Why we should care? If we let climate change win, we could lose a lot of wildlife species that we see on out planet. Temperatures start to warm up in places that used to be super cold leading in melting ice. This results in the local wildlife finding hard to live.
I found this article very interesting because I would love to visit Siberia one day. I really want to experience the record low temperatures and I watch a bunch of videos about their climates, wildlife, and the culture. I would have never thought that Siberia would have ever had a time where they reached 100°F in the summer. That really sparked my interest since it is never been heard of in the history. Climate change is real! We need to start change the way we live our lives and really need to think about how our activities are impacting the world. It causes a series of problems that just seem to trickle down.
codScience in Action.
Andrew Ciavarella is a climate scientist with The Met Office, the national meteorological service for the UK.
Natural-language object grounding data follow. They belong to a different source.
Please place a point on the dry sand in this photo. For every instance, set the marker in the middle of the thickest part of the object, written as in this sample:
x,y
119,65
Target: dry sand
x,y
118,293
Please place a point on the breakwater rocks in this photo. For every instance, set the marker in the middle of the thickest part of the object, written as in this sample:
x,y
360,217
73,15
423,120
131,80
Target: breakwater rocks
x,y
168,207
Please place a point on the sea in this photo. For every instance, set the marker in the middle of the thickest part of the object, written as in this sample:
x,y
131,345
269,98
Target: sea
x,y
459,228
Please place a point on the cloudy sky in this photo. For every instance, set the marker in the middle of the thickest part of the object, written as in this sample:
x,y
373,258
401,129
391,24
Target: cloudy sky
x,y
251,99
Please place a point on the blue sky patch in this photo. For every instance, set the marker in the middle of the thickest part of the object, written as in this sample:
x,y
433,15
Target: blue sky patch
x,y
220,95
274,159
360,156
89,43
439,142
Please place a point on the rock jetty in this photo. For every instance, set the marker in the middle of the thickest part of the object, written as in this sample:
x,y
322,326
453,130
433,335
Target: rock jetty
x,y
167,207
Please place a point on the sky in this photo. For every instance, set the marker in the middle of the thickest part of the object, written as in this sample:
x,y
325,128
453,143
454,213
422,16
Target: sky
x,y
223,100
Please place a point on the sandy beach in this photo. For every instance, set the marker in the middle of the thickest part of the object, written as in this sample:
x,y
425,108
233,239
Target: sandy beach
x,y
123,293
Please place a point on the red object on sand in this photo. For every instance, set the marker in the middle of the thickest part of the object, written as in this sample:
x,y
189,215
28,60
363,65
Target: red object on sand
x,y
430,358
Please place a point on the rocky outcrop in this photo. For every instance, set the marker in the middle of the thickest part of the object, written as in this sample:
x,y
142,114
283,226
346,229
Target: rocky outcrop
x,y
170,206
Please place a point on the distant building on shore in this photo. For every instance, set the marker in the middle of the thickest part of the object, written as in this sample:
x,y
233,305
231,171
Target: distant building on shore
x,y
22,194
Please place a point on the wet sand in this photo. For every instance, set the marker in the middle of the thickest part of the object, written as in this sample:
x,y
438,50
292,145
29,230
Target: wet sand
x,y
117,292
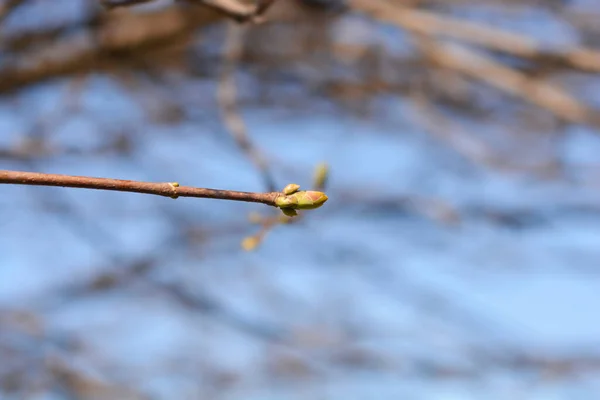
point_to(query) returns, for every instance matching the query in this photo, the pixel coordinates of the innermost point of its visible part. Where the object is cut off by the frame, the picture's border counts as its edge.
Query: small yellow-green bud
(250, 243)
(290, 212)
(321, 175)
(291, 188)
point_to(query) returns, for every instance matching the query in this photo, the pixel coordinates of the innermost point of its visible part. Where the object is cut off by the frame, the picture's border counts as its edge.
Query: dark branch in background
(234, 9)
(8, 7)
(227, 98)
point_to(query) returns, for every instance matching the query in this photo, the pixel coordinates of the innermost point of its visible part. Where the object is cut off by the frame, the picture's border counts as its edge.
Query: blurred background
(458, 256)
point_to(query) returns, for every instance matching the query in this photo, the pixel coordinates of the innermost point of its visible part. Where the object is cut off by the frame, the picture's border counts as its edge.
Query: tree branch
(297, 200)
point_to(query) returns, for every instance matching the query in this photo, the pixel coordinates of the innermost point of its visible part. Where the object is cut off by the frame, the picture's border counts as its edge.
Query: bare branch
(167, 189)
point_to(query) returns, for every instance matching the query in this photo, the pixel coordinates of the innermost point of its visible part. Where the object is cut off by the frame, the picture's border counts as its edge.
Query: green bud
(291, 188)
(321, 176)
(304, 200)
(290, 212)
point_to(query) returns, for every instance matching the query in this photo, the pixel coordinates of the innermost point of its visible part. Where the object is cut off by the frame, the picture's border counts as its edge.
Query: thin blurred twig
(227, 97)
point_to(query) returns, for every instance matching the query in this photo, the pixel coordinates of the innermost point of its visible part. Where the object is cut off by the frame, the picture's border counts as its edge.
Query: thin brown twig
(166, 189)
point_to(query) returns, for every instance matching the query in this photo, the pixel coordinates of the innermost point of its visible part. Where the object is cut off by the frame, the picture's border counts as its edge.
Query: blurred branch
(8, 7)
(167, 189)
(428, 23)
(238, 10)
(227, 97)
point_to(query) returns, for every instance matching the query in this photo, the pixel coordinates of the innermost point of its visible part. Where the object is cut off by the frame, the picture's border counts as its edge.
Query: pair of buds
(292, 199)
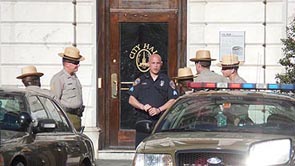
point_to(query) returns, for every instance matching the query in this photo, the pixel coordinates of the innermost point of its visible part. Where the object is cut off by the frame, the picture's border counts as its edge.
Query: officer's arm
(167, 105)
(56, 88)
(136, 104)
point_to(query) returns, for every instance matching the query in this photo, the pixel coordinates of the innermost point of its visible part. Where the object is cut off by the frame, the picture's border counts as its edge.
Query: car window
(237, 113)
(10, 107)
(56, 114)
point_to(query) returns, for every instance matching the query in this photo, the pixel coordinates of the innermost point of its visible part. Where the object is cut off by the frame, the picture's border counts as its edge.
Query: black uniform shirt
(156, 93)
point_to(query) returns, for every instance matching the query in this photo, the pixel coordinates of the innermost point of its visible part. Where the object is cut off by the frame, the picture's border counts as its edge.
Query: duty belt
(76, 111)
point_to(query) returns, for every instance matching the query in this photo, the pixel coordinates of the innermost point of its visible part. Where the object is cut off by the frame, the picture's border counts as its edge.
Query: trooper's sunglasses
(71, 61)
(226, 68)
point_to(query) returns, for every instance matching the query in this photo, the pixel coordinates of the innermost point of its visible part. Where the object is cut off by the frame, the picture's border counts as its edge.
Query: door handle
(114, 82)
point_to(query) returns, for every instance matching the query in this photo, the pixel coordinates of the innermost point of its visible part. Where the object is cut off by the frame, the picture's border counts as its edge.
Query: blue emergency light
(254, 86)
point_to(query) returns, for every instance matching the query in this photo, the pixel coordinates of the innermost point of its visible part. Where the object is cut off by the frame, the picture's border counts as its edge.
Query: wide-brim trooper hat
(184, 73)
(29, 71)
(202, 55)
(230, 60)
(72, 53)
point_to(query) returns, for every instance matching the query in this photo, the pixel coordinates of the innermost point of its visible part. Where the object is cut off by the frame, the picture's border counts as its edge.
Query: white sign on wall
(232, 42)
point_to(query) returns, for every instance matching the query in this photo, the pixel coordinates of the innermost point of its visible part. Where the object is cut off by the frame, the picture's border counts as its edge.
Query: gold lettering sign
(141, 53)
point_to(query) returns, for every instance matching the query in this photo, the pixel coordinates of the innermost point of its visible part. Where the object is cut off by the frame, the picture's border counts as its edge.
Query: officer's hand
(154, 111)
(147, 107)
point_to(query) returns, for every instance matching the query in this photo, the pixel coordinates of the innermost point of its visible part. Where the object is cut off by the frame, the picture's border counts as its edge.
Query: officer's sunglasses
(72, 61)
(226, 68)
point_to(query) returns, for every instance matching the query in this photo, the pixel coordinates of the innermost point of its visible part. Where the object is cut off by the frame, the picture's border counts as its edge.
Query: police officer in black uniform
(151, 94)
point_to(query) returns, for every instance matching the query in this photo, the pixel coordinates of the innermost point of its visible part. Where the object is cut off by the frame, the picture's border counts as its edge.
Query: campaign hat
(29, 71)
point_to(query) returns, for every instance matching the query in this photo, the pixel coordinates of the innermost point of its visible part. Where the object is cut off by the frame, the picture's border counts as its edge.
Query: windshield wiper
(177, 130)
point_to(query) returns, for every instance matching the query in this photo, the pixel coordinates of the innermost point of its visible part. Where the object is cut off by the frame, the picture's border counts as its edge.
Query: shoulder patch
(172, 84)
(136, 82)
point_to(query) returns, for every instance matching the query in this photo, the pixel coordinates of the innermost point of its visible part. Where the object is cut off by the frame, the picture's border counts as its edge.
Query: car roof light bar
(254, 86)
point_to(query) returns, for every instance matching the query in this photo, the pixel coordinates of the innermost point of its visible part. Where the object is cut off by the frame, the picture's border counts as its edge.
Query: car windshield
(10, 107)
(231, 113)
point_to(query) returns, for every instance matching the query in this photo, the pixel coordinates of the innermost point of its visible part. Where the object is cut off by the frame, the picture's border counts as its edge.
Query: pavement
(103, 162)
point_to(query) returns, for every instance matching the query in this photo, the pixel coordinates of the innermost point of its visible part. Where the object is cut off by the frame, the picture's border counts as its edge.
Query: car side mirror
(45, 125)
(24, 119)
(144, 126)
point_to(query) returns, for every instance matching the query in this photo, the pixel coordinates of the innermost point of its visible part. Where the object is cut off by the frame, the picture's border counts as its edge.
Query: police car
(223, 124)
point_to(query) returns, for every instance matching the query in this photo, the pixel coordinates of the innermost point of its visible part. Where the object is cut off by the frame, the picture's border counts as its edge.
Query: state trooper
(184, 76)
(203, 63)
(67, 87)
(229, 68)
(151, 94)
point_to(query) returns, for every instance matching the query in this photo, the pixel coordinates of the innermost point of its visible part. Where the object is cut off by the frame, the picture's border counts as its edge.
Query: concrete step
(111, 154)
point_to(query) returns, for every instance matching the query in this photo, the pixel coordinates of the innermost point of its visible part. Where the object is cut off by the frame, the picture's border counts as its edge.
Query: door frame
(105, 21)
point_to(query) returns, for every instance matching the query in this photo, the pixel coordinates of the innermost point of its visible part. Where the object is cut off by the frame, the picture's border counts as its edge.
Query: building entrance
(133, 36)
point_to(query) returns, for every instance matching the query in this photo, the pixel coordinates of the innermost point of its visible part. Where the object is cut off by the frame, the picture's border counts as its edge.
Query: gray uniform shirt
(208, 76)
(238, 79)
(67, 89)
(41, 91)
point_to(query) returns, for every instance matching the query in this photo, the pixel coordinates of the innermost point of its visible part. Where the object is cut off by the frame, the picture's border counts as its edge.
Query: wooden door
(133, 37)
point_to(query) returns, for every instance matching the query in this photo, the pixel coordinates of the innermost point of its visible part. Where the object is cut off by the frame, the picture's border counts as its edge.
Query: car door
(64, 133)
(50, 150)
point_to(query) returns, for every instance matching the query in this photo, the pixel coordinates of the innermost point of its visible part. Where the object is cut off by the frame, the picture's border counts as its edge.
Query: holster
(80, 111)
(77, 111)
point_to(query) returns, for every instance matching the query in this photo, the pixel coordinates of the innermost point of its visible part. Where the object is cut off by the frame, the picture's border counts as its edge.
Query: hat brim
(70, 58)
(30, 74)
(195, 59)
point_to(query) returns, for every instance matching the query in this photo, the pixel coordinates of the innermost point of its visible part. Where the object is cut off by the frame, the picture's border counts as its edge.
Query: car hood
(174, 141)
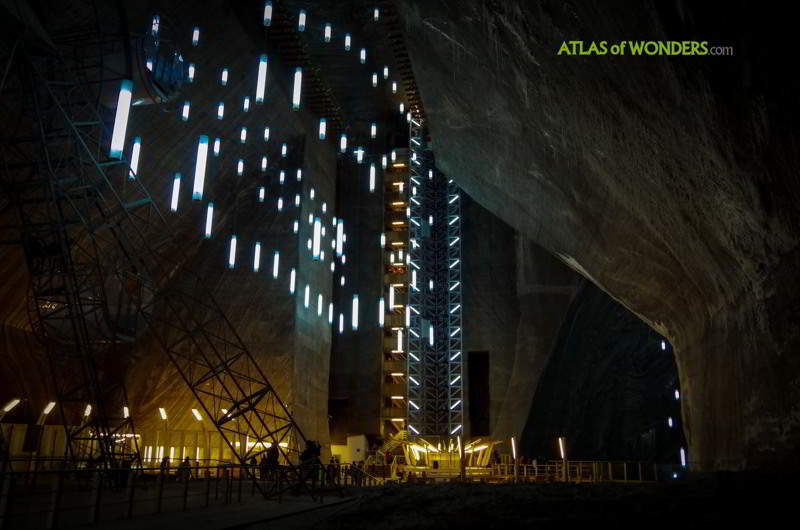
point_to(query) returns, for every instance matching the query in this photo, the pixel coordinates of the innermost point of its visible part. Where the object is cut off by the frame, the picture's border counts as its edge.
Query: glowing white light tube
(257, 257)
(209, 219)
(121, 118)
(261, 83)
(339, 237)
(232, 253)
(200, 168)
(137, 145)
(267, 13)
(176, 189)
(298, 83)
(317, 238)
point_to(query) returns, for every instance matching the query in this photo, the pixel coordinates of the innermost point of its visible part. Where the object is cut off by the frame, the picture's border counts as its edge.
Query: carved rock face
(668, 181)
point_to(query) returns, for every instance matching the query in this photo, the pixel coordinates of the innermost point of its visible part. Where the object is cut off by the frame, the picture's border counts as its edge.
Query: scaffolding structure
(435, 384)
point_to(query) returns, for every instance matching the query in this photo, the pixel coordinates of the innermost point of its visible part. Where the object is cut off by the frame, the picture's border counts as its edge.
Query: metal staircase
(104, 270)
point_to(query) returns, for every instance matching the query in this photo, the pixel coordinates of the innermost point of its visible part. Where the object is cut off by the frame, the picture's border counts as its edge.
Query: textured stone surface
(290, 342)
(668, 181)
(608, 388)
(515, 298)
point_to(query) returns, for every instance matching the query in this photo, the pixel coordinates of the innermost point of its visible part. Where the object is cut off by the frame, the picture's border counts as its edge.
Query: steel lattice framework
(105, 268)
(435, 385)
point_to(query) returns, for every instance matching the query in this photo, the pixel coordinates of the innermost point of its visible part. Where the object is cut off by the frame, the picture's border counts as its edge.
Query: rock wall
(608, 388)
(667, 181)
(289, 341)
(515, 298)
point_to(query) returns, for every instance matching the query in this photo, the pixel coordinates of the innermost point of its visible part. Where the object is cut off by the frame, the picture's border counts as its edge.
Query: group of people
(184, 470)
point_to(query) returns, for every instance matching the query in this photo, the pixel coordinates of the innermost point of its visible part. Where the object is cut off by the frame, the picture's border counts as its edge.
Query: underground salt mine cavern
(398, 264)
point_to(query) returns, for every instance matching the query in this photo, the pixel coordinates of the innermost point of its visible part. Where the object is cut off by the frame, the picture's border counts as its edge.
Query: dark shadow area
(609, 388)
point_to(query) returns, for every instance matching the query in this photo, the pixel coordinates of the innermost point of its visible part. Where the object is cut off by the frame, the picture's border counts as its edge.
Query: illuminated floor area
(697, 503)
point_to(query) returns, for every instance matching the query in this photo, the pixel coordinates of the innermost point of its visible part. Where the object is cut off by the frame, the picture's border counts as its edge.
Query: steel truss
(105, 270)
(435, 385)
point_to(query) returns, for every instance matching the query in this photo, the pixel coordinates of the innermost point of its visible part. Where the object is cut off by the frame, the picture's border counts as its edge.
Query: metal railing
(579, 471)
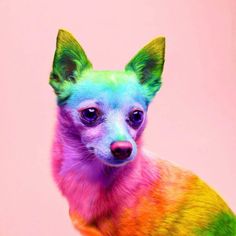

Scientists at The Met Office have done numerous environmental reports from specific topics to studies on the ecosystem. On this specific topic they have conducted studies and have contributed to a full report on the World Weather Attribution website. The report consists of 35 pages. The World Weather Attributions is an organization that haves’ scientists create reports on our ecosystems. They have scientists write about issues we are having in our world like the California Wildfires, Heatwaves in certain regions which is not normal to general topics of the environments. The organization also takes parts in projects which can raise awareness to the general public.